According to Smith, SIPRI had never been informed of the investigation or what it concluded. Though the government may not have notified SIPRI, it did appear to notify other components of the intelligence community besides the FBI, per DoD documents regarding SIPRI’s questionnaire also obtained by Shadowproof under FOIA. According to Shapiro, the DoD documents contain a notation suggesting that copies were sent to both the CIA and the Intelligence and Threat Analysis Center, formerly a part of US Army intelligence.
Shapiro also pointed out that the FBI memo was labeled “FCI”—foreign counterintelligence. “Foreign counterintelligence is espionage. They’re saying, ‘We think this is potentially in the service of a foreign country’ (almost certainly the Russians),” Shapiro explained.
Another document shows the FBI requesting headquarters search its records for intelligence on SIPRI, specifically requesting a search for both “subversive” and “nonsubversive” subjects.
Other parts of the FBI documents attribute their knowledge of SIPRI’s questionnaire to “a confidential source who has assisted the…FBI in the past.” The informant’s name is redacted with a note to “protect” their identity.
Smith expressed concerns that the FBI’s snooping might have a chilling effect on arms monitoring organizations like SIPRI. “I think that the more concerning thing is the general atmosphere and mood if people were to begin to feel that they need to be looking over their shoulders, thinking twice about the stuff which they have been talking about perfectly openly about before, then you know that’s negative for our work and for informed debate in general.”
To better understand the nature of the FBI investigation and if it could be revisited today, Shadowproof contacted former FBI Special Agent Coleen Rowley, who served with the bureau for over 20 years, retiring in 2004. Even if this was just a preliminary investigation, according to Rowley, nowadays such investigations have become far easier to conduct. “After 9/11, they have lowered the threshold of any kind of evidence,” Rowley explained. “I think to open a preliminary inquiry, it requires no level of suspicion.”
As overzealous as the FBI might’ve been when it opened this case, the safeguards against some overreach have only become fewer since then. As Rowley put it, “There were these Attorney General guidelines that came into place after the Church Committee found that the FBI and other agencies had abused their authority. They set up levels for opening investigations and these especially applied to intelligence and national security matters because of the abuses that had occurred in the 50s, 60s, and 70s. Those Attorney General guidelines were very quickly watered down by Ashcroft. Then there was a second time where they watered it down even further. Then right before Obama became president they really revamped all of the Attorney General guidelines, basically tossed them out. The level for preliminary inquiry was extremely low.”

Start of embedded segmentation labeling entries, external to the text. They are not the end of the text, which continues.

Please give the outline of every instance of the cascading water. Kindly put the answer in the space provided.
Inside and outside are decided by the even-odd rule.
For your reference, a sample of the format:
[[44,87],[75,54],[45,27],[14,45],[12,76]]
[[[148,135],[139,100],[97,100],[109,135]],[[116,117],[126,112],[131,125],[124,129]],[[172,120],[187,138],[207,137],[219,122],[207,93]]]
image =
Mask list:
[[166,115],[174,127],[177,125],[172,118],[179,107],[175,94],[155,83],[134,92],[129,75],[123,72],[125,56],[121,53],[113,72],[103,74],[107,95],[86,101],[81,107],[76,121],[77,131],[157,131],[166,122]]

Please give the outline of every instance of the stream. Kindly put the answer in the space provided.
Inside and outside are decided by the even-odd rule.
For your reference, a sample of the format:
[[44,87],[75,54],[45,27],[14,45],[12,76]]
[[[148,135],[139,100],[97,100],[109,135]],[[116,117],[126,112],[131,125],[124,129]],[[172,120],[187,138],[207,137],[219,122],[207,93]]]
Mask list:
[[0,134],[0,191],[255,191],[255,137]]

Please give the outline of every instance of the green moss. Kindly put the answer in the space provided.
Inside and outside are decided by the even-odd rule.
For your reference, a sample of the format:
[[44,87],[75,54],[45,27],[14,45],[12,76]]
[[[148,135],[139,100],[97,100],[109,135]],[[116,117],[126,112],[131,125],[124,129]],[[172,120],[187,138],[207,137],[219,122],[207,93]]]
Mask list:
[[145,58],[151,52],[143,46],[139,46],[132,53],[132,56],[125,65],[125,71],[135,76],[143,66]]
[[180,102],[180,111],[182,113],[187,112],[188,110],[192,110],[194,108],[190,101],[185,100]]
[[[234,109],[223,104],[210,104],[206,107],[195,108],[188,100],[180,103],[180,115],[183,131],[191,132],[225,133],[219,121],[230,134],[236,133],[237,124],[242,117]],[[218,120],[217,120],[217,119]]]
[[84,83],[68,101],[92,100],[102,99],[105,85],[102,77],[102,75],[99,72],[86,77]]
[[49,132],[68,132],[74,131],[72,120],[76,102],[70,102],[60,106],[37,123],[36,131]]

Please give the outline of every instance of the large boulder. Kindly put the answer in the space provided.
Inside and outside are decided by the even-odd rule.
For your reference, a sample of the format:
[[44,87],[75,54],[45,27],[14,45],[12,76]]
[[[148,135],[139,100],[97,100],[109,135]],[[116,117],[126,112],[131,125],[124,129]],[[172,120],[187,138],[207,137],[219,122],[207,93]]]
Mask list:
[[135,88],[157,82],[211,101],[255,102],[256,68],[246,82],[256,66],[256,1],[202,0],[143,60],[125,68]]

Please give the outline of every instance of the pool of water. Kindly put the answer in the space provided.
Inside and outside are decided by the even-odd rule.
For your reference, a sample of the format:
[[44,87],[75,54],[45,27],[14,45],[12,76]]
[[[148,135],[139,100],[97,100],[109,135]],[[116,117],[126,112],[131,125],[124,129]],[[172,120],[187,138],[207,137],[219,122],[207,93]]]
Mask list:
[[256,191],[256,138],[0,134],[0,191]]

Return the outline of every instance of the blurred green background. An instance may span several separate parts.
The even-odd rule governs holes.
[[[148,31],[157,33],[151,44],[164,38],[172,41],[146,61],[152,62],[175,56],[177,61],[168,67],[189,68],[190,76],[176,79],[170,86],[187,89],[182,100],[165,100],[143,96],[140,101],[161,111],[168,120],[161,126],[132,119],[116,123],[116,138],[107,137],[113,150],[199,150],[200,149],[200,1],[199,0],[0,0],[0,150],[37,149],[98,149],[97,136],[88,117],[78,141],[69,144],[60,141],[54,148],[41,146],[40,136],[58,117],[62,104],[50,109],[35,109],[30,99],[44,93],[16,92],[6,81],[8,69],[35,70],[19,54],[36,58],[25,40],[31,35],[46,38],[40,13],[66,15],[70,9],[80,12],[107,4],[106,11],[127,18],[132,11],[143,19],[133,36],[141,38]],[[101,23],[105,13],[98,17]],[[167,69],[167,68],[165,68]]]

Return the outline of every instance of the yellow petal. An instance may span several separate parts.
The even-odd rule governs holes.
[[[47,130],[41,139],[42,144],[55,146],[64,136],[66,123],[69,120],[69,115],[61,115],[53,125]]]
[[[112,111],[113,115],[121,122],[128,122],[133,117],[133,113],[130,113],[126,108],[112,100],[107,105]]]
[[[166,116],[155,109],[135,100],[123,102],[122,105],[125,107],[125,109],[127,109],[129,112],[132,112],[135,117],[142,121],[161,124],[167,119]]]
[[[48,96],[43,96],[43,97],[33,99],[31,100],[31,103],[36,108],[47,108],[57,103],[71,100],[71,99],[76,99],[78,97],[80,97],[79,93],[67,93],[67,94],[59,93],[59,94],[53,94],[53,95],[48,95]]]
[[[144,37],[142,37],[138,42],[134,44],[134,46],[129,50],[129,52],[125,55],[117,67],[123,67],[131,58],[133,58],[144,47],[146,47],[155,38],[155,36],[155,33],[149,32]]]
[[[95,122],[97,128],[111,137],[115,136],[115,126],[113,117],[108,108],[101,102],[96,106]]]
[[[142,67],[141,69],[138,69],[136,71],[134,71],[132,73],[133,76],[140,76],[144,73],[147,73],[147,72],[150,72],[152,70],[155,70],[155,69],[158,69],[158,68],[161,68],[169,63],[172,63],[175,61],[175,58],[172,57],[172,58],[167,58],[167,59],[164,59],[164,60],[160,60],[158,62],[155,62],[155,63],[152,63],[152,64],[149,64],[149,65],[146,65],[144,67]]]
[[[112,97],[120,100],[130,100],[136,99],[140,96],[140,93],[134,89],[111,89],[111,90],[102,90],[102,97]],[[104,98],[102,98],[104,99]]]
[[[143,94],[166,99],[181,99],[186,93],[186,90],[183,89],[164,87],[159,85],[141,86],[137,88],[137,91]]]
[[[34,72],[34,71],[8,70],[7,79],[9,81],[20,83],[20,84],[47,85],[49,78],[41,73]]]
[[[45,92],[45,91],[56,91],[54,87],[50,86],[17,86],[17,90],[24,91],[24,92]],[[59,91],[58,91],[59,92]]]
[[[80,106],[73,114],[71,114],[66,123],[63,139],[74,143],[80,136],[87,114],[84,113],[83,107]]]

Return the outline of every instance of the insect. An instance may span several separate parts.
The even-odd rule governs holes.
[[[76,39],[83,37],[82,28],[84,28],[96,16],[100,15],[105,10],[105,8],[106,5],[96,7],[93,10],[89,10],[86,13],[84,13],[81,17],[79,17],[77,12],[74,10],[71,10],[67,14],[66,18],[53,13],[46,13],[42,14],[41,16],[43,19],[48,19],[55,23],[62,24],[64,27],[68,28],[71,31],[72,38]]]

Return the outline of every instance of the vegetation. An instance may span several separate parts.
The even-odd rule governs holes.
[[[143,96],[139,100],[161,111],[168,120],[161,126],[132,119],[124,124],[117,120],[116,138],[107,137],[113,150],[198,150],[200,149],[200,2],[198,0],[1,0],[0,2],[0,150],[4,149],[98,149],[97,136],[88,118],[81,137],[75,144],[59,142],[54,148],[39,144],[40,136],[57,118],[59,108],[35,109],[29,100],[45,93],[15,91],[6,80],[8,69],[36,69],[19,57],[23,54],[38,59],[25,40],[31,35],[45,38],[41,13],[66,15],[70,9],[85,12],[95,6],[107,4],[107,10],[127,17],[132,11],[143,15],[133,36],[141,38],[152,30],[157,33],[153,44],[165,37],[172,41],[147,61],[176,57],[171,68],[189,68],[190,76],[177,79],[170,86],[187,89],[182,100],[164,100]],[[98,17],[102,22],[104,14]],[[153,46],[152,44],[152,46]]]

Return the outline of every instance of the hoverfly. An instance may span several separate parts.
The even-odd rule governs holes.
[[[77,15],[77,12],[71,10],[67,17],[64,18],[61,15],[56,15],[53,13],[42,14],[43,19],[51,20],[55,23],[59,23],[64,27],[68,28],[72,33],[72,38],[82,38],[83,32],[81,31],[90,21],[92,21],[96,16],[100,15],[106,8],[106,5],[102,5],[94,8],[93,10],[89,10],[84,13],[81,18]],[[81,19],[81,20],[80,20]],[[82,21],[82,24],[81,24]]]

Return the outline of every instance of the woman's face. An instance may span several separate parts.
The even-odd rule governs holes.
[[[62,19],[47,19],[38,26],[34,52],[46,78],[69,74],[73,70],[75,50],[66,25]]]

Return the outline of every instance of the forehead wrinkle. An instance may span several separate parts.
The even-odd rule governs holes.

According to Rowley, the Obama administration never restored the Church Committee’s safeguards against FBI overreach. “They did nothing to change it. As far as I know, these are very relaxed almost to the point of being nonexistent. This is a sea change from prior to 9/11.”
Rowley was critical of the investigation on its face, admonishing that “Agents and investigators should exercise good judgment in looking at the entity, at the background of this nonprofit…it’s a reputable nonprofit working on monitoring arms. That should have played into the decision.”
The arms manufacturer queried by SIPRI would seem to agree with Rowley’s assessment of SIPRI as reputable; according to one of the documents, it ended up answering most of the questions posed by the questionnaire.